As most of our lives become increasingly hectic, with work demands, after-school activities and church and civic commitments, one of the first things to go is playtime. Sure, we spend time with our kids, but too often that time is while we are doing something else, like preparing a meal, working around the house or garden, or driving to or from an event. When was the last time you took time to play outdoors with your kids?

Relearning How to Play

Playtime, by definition, is spontaneous. It appeals to that uniquely childlike quality of seeing something intriguing and seizing the moment. By limiting playtime, we as parents not only squelch that curiosity, but also encourage more sedentary solitary activities that can lead to childhood obesity and social awkwardness. But how do you reconinstitute playtime? Here are a few ideas:

1. Make the time. Don’t leave outdoor playtime until all of your “to-do” list items are ticked off. For most of us, those lists never quite get completed. Instead, forgo mowing your grass or sweeping the living room and use that time to play catch or dig for worms or go on a neighbor scavenger hunt.

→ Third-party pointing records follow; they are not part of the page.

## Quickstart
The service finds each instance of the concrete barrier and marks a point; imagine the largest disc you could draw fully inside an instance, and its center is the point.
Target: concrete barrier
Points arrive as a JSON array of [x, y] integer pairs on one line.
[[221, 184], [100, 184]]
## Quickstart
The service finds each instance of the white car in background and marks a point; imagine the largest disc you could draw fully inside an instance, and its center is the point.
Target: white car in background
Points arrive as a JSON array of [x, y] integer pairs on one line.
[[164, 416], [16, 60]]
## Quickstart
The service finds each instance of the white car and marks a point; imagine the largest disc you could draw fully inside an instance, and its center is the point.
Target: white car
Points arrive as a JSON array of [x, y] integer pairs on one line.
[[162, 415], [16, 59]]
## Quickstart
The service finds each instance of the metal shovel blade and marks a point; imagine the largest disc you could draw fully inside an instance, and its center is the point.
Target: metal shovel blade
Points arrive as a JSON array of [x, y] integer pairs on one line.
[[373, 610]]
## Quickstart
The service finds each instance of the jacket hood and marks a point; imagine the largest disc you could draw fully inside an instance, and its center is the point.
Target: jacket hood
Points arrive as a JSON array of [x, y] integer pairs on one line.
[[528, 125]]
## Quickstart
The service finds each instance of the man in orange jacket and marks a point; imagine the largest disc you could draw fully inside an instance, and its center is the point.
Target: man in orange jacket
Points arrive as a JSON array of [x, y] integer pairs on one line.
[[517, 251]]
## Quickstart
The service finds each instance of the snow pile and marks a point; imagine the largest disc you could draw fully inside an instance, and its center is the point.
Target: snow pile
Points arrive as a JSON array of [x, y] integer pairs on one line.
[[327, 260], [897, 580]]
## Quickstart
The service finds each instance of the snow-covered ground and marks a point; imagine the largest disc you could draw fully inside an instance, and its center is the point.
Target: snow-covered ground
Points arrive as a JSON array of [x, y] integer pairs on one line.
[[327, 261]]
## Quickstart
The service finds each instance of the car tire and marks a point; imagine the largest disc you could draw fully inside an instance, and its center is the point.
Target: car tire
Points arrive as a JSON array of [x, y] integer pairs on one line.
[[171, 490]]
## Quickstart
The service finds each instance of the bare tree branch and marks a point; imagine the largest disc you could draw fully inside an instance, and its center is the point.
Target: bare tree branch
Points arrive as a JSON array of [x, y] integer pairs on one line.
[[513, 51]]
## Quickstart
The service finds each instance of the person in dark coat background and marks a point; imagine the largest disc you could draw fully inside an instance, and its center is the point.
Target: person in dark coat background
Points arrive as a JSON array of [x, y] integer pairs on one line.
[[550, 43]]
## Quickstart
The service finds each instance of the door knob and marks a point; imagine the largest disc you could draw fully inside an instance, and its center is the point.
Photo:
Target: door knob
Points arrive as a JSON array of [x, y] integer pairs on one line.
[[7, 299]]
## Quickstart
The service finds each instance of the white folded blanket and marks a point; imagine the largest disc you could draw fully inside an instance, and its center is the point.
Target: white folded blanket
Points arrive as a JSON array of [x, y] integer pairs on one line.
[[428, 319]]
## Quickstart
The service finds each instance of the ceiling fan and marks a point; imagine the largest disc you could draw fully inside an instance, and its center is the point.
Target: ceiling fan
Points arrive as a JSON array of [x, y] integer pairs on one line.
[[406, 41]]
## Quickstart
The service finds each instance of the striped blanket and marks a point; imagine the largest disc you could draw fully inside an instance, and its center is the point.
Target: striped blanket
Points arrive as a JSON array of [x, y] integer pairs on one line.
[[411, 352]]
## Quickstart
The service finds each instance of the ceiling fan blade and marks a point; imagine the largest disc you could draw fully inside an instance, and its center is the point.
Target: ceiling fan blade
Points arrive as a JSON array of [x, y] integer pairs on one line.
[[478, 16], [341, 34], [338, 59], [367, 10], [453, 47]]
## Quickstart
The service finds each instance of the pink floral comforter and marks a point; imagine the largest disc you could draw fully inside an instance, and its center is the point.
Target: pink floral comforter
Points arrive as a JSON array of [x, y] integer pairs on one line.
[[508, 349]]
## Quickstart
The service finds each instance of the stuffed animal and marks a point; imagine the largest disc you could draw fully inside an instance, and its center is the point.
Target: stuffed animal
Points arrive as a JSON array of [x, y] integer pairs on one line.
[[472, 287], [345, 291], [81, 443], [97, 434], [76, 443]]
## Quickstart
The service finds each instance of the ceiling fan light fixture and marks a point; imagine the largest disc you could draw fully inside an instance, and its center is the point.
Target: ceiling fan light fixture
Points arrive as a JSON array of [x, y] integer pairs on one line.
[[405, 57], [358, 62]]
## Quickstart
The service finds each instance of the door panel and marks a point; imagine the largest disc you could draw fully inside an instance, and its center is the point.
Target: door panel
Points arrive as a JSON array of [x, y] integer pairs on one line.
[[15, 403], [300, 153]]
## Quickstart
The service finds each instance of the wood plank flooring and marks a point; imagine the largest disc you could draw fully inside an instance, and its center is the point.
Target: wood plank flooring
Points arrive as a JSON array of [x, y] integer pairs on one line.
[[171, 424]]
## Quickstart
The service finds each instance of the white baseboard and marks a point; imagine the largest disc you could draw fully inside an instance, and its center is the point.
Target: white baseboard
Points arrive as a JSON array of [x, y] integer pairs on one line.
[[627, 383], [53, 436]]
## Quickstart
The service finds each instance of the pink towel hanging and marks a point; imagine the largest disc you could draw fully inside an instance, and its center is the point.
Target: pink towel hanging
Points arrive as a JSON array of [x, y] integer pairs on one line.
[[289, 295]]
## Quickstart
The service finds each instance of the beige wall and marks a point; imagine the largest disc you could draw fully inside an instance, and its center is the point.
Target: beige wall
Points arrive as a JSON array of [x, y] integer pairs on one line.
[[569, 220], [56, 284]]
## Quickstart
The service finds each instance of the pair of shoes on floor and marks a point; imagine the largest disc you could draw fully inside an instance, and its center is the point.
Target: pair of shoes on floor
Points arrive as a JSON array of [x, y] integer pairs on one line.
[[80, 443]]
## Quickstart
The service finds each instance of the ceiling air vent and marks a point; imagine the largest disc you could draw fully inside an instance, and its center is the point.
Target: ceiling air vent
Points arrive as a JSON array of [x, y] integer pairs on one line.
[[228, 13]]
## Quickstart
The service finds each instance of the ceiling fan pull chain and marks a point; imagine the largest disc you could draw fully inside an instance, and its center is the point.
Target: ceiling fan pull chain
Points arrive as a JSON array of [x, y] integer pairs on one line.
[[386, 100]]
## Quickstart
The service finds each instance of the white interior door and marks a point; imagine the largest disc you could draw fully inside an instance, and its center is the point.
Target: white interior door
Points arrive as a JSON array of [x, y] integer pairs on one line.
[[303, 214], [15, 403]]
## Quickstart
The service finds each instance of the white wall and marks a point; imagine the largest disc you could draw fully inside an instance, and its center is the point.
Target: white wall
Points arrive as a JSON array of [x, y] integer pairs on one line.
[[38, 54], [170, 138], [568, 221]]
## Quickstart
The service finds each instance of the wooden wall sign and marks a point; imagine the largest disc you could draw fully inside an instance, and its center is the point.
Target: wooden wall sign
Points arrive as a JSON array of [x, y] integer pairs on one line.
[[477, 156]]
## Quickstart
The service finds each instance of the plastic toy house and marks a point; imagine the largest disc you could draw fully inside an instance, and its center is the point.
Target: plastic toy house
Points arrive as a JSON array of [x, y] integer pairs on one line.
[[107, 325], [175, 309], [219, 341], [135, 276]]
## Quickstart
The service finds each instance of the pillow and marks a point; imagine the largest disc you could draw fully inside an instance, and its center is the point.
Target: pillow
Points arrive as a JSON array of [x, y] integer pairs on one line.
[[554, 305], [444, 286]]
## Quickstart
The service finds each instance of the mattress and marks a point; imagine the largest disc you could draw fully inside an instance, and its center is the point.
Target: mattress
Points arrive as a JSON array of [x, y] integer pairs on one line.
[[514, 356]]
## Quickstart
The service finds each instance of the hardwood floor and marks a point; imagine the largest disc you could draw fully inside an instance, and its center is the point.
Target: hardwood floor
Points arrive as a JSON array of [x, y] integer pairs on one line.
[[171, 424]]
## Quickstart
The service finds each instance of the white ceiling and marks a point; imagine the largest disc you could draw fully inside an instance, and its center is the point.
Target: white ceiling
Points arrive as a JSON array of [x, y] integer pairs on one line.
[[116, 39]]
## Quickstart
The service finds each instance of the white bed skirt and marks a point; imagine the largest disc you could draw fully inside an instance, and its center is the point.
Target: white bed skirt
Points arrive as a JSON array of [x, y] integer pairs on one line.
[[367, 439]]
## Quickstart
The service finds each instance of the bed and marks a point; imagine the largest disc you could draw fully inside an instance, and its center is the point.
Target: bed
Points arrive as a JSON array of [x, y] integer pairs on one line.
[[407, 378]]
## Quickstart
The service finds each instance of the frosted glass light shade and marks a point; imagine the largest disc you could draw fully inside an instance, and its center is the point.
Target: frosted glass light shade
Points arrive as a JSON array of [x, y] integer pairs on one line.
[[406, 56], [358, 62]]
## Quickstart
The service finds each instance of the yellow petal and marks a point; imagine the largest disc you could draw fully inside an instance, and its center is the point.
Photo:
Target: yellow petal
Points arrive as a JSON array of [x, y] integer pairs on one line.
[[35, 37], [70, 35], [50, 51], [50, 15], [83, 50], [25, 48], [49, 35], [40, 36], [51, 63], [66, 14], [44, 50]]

2. Limit the electronics. Video games, television and Internet access all have their benefits. But, none equals the health and social benefits of playing outdoors.

3. Eliminate an extracurricular activity. I know this is heresy, but many of our kids have such a rigid schedule of sports practices, music lessons and other weekly activities that there isn’t much time left for spontaneous play. Ask yourself: are your children as interested in all those activities as you are? If not, give up that they are least enthusiastic about and use that extra time for playtime.

So, while the summer is still young, set aside the laundry, forget about those to-do lists for a while and embrace the outdoors with your kids. You might just enjoy yourself.